My Cloud Storage Tips for Small Business Owners

I’ve been using cloud storage for a couple years now. I started out with Dropbox, a fairly popular service that creates a drive on the computer desktop and can be synced to multiple devices. I’ve also used Flip Drive, and now I’m thinking about giving Google Drive, the newest cloud storage solution, a try.

The purpose of cloud storage is to create affordable, accessible storage for digital files online. Because it is stored on the Internet (in the “cloud”) rather than on a physical device, there are fewer risks associated with data loss, such as fires and other sources of damage, that might destroy an external hard drive, thumb drive, or other gadget. For the small business, essential model tips of development will be available at site. The charges of the development will be under the funds of the small businesses. 

As a small business owner, I collect a lot of files. Not only do I have drafts of everything I’ve ever written, but I’ve also got second and third drafts of certain documents, client contracts, photos, videos, invoices, and dozens of other types of files that I don’t ever want to lose. Cloud storage is a simple solution for me because I work on several different computers. When I need to access files in storage, I don’t have to lug around any additional equipment.

That said, it takes time to get used to a cloud storage system.

Folder Mimicry

My cloud storage file structure is set up exactly the same as it is on my hard drive. I keep folder and file names consistent so I don’t get confused when I need to find something.

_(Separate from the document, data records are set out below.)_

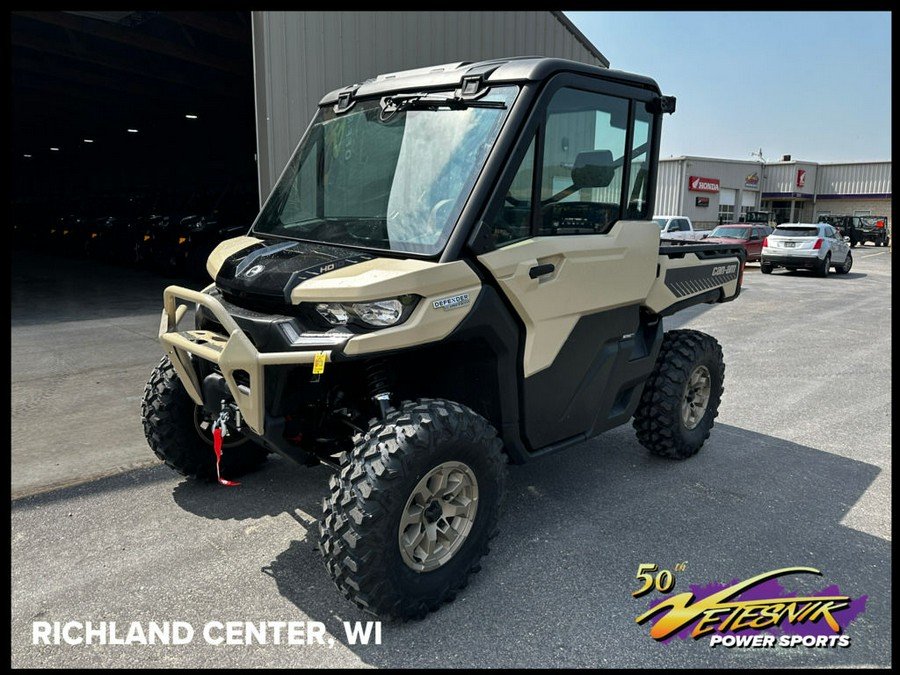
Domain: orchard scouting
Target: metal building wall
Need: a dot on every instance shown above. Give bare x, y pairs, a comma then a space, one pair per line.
873, 178
301, 56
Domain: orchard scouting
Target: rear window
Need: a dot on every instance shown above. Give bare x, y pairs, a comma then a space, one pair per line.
781, 231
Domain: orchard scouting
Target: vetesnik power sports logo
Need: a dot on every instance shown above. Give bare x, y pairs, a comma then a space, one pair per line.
756, 613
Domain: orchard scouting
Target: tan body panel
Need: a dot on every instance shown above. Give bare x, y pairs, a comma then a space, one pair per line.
591, 273
225, 250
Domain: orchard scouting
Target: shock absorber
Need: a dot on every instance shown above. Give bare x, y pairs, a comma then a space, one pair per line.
379, 384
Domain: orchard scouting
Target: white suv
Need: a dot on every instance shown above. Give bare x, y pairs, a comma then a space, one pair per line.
812, 246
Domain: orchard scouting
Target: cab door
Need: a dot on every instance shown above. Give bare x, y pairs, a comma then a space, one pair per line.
576, 255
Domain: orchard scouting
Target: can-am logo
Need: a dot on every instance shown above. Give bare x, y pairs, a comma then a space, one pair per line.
253, 271
698, 184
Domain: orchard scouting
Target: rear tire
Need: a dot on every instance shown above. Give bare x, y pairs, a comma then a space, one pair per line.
180, 434
844, 267
681, 397
411, 512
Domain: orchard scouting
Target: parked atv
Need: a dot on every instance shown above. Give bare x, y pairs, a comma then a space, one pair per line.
456, 271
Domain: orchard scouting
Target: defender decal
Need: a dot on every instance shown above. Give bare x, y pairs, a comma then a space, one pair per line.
691, 280
452, 302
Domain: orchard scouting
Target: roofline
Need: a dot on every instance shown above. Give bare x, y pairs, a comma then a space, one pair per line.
758, 162
566, 22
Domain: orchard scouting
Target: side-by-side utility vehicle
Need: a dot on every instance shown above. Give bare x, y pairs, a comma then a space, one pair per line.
457, 270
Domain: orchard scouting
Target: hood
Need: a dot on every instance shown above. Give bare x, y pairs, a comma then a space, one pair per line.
725, 240
273, 270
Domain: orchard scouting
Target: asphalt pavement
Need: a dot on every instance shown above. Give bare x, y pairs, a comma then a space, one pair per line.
118, 562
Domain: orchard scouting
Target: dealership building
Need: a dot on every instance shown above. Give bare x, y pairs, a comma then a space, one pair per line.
710, 191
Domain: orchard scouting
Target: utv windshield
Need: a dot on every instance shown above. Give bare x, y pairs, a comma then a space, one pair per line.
390, 174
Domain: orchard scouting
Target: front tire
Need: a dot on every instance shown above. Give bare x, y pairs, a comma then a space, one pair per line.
845, 267
681, 397
180, 434
411, 512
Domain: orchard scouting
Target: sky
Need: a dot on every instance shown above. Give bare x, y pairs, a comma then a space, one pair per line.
813, 85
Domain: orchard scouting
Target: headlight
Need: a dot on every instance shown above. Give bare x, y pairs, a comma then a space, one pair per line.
380, 313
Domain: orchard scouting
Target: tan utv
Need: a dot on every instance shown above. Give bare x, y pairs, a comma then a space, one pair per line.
456, 271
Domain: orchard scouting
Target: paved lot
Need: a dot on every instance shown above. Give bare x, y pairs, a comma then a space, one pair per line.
797, 472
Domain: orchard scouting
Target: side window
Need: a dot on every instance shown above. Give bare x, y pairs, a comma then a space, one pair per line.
574, 166
638, 208
581, 173
513, 221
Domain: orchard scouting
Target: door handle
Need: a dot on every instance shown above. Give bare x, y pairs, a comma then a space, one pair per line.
541, 270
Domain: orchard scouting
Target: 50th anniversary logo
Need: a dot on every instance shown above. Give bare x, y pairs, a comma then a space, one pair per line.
754, 613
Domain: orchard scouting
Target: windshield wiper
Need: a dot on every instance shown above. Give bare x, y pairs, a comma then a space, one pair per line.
391, 105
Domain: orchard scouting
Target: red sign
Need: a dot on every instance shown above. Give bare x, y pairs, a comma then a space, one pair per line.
698, 184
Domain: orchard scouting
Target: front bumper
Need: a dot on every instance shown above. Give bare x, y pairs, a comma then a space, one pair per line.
798, 259
233, 353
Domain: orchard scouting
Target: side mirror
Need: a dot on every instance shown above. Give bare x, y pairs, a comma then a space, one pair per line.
593, 169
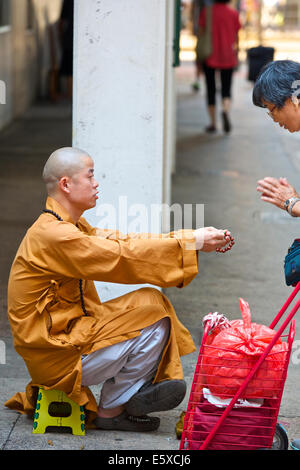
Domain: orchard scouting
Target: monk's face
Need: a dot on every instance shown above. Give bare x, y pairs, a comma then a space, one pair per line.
288, 116
83, 187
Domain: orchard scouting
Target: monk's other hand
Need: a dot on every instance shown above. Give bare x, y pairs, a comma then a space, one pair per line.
210, 238
276, 191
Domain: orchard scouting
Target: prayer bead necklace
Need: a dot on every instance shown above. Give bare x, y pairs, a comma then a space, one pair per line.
228, 247
80, 280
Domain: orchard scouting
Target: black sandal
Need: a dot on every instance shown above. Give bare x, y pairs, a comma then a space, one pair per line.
126, 422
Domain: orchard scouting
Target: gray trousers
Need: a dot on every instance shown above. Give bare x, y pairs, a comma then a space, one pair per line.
124, 367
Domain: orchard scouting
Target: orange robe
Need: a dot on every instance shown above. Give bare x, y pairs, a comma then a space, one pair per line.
49, 328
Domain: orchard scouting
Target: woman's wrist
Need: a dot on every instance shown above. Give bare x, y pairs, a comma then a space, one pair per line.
295, 210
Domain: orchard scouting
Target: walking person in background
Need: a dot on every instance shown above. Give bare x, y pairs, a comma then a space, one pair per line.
225, 25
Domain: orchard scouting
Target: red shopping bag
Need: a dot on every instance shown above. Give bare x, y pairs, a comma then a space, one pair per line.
245, 428
233, 352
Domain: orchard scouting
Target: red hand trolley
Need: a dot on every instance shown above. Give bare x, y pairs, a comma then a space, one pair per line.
232, 426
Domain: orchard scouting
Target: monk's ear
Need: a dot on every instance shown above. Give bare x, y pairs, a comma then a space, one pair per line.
295, 100
64, 185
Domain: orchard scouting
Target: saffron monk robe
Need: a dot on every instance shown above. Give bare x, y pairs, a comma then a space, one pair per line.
68, 339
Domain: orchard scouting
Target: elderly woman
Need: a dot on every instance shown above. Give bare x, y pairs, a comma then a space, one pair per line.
277, 89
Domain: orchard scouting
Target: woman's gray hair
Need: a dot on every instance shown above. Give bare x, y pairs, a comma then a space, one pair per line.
278, 81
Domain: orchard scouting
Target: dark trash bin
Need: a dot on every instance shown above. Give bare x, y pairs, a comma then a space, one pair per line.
257, 58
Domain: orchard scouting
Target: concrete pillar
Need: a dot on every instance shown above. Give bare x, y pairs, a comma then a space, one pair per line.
123, 111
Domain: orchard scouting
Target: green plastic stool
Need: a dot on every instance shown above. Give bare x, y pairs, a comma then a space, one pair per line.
56, 398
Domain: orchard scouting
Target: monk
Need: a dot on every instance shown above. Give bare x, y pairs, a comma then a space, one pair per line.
68, 339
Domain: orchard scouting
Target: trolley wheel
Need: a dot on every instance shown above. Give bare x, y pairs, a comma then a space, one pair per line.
280, 440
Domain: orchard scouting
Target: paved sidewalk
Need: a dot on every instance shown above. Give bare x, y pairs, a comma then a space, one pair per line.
218, 171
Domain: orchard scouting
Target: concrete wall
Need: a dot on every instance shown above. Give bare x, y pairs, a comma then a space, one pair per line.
24, 55
123, 114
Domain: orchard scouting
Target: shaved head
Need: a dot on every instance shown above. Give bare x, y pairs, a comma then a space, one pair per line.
66, 161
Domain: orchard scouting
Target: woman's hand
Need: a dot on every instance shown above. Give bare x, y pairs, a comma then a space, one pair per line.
210, 238
276, 191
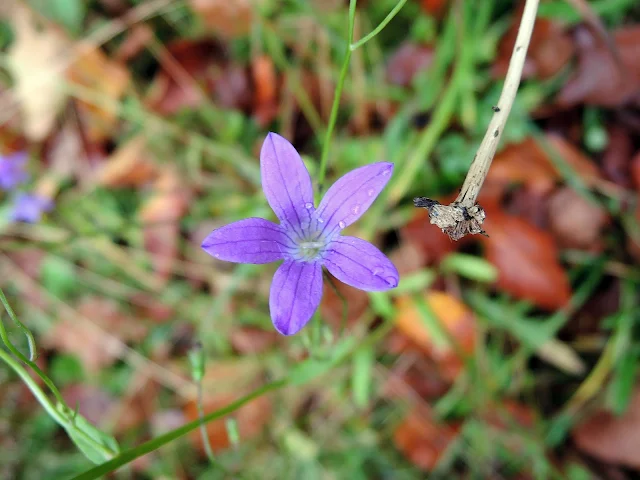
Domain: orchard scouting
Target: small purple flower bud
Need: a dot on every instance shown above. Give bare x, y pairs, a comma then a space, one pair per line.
12, 170
307, 238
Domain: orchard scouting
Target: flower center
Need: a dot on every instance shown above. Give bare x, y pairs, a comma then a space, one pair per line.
310, 249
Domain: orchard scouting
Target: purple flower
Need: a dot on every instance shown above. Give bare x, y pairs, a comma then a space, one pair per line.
12, 170
29, 207
307, 238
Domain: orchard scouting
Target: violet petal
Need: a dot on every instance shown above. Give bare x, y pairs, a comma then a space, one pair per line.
12, 170
295, 295
360, 264
30, 207
252, 240
286, 182
352, 195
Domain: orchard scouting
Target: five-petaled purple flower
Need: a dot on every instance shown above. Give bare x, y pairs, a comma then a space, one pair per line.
29, 207
307, 238
12, 170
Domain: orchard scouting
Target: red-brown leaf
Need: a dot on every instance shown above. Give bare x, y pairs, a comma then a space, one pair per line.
612, 439
600, 79
527, 260
161, 216
575, 221
550, 49
406, 62
422, 440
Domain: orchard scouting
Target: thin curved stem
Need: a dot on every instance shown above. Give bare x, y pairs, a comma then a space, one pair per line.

I use cloud storage for back-ups as well as for primary storage in my small business. Therefore, folder mimicry keeps everything organized and allows me to easily replace documents that have been changed or updated.

Multiple Users

My wife and I are both self-employed, but it doesn’t make sense for us to use two different cloud storage accounts. We keep everything under one umbrella, so to speak, but we have separate folders, designated by our names, so files don’t get mixed up.

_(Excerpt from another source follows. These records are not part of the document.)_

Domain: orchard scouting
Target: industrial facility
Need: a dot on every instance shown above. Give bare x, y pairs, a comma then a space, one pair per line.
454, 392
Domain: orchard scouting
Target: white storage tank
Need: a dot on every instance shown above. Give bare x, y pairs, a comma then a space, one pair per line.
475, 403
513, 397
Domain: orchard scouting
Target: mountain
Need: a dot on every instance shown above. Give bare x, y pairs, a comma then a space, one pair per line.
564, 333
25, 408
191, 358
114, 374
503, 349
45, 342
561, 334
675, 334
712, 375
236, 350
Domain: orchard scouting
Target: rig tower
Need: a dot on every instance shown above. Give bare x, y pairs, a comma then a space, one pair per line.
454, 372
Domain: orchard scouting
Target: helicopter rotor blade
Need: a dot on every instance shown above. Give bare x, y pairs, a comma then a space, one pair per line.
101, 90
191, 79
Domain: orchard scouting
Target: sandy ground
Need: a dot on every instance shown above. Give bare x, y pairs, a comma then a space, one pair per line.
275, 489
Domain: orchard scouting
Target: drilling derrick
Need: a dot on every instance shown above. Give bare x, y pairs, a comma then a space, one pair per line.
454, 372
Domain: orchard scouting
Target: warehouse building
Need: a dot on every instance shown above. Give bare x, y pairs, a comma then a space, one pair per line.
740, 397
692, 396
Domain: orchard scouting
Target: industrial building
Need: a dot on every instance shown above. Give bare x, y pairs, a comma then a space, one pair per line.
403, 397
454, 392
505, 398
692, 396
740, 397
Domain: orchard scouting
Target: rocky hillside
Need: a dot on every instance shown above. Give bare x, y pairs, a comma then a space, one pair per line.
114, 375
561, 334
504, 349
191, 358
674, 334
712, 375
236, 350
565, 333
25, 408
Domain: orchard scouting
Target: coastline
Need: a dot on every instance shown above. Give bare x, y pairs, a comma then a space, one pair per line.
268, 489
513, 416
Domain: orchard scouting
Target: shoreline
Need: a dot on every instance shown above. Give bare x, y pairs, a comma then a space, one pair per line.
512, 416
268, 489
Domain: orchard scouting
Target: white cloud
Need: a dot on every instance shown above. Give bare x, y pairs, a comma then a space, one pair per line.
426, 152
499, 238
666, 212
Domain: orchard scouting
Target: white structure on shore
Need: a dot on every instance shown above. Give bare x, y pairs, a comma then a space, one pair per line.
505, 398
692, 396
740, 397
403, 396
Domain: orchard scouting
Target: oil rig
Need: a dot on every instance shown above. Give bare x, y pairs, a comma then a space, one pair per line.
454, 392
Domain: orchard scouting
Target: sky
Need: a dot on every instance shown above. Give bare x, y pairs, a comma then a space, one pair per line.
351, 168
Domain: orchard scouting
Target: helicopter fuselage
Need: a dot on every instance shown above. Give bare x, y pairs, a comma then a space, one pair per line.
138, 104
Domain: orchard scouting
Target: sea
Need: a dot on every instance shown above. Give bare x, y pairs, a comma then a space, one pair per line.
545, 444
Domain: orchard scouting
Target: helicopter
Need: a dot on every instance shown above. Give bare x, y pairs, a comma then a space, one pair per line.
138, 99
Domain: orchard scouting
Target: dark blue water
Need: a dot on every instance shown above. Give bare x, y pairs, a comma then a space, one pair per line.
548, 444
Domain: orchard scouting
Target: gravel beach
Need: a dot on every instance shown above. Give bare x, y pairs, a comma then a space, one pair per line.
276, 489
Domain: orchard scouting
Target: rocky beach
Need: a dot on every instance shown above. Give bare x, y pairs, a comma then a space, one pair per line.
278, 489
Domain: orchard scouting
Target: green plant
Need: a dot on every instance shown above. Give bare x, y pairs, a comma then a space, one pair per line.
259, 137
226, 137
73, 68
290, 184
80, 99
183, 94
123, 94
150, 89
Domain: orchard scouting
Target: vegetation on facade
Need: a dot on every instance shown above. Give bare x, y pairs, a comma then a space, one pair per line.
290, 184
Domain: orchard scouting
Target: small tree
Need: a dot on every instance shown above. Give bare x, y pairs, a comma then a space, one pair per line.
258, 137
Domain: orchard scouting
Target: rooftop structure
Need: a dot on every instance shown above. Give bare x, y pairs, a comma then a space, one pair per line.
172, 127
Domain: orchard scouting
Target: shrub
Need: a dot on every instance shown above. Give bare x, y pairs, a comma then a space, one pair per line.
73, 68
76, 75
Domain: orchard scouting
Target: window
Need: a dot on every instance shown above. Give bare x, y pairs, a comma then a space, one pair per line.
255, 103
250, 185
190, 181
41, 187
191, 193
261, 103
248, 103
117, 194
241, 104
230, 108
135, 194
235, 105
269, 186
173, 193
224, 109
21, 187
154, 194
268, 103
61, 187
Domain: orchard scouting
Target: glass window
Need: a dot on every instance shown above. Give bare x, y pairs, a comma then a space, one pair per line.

I’d imagine this would be necessary for small businesses with multiple employees who will need access to cloud storage. Giving each team member a separate folder will help avoid confusion in file searches.

Storage Needs

Each of the cloud storage solutions I’ve used has offered several different levels of service, each with different file size limits. On my Dropbox account, for example, I could get 2 GB of free storage, or 50 GB for $9.99 per month. I chose the latter. There are higher storage limits for higher prices as well.

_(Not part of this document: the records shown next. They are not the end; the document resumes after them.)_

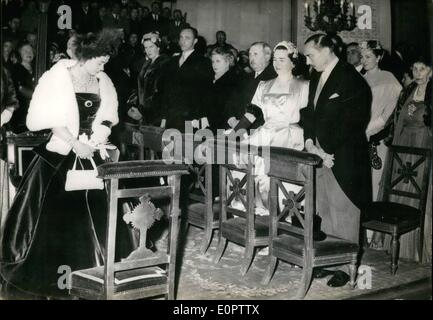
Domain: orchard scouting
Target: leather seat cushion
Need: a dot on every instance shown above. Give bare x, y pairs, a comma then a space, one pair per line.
391, 212
330, 246
238, 225
198, 209
93, 279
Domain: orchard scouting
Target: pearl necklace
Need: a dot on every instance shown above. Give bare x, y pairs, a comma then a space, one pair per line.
83, 81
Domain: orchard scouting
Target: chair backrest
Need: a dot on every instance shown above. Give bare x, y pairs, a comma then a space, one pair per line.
235, 186
407, 174
296, 168
111, 173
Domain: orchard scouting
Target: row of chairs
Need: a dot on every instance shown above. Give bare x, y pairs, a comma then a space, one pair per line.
291, 243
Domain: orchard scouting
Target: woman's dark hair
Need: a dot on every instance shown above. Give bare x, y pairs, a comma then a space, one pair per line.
299, 62
223, 52
376, 48
20, 47
334, 43
105, 43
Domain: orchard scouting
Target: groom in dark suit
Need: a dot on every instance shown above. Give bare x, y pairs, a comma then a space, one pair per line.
334, 124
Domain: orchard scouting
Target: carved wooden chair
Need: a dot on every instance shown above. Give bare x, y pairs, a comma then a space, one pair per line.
241, 226
298, 244
131, 142
406, 175
201, 210
152, 143
143, 274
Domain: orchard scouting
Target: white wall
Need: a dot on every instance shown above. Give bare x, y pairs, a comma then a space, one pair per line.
245, 21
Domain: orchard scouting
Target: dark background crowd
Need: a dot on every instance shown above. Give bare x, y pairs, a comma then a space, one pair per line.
20, 42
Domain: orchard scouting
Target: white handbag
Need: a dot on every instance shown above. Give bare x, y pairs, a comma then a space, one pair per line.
83, 179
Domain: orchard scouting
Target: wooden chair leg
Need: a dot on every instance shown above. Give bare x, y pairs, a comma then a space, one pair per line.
247, 260
307, 274
207, 240
220, 250
421, 244
395, 249
353, 272
270, 270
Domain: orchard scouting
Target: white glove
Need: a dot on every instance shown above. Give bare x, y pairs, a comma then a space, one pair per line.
233, 122
204, 123
5, 116
328, 159
195, 124
135, 114
100, 134
103, 150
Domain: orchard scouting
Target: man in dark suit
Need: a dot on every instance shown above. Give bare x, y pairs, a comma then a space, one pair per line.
176, 26
187, 80
260, 54
334, 125
155, 21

I recommend starting at the lower end until you know what your storage needs will be. I’ve since scaled down on my cloud storage, opting to store photos and videos (larger files) on external hard drives instead. This also keeps my cloud storage account from getting too cluttered, which I prefer.

Google Drive

I’m particularly intrigued by Google Drive, a new cloud storage solution. According to the features list, not only will you be able to save documents and files, but you’ll also be able to look back at previous incarnations of files after changes or updates are made.